*nod*.
Build up your graph (city nodes with bridge edges between them). Almost any implimentation would work.
Then, you want to "paint" the graph with the max weight of a truck that can reach each city. Flow out greedily from city zero.
How to flow: keep track of which cities you already know how much weight can reach. Keep track of all bridges out of the known territory: store max (bridge capacity, capacity of the city it comes from), and keep this list sorted by this effective capacity.
Select the highest effective capacity bridge. Bring the city it goes to into the fold, and add the bridges out of that city to your sorted bridge list.
Repeat until bridge list empty.
You can short cut it once you have every city that you want to visit in your known capacity set.
Now, find the min capacity city you have to visit.

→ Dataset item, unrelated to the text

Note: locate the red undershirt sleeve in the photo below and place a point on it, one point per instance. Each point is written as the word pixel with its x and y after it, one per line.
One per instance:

Will take O((n lg(n)) time at worst, n = cities + bridges.
Other than the fact both are graph problems, this really isn't the travelling salesman problem.
Oh yes, and all of the above gave good, if less explicit, advice.
General programming contest advice:
Learn "dynamic programming".
Figure out this cute problem: "How can we fit the most amount of cars on a two-lane ferry? Does always putting the next car on the side with the most remaining room solve the problem? Can we exploit the fact that the sum of accumulated car lengths on each lane of the ferry is always an integer?" (from
http://www.cs.sunysb.edu/~skiena/392/lectures/week11/ )
Learn a hell of alot of graph algorithms.
Learn some numeric computation: I got burned not knowing shit about this once.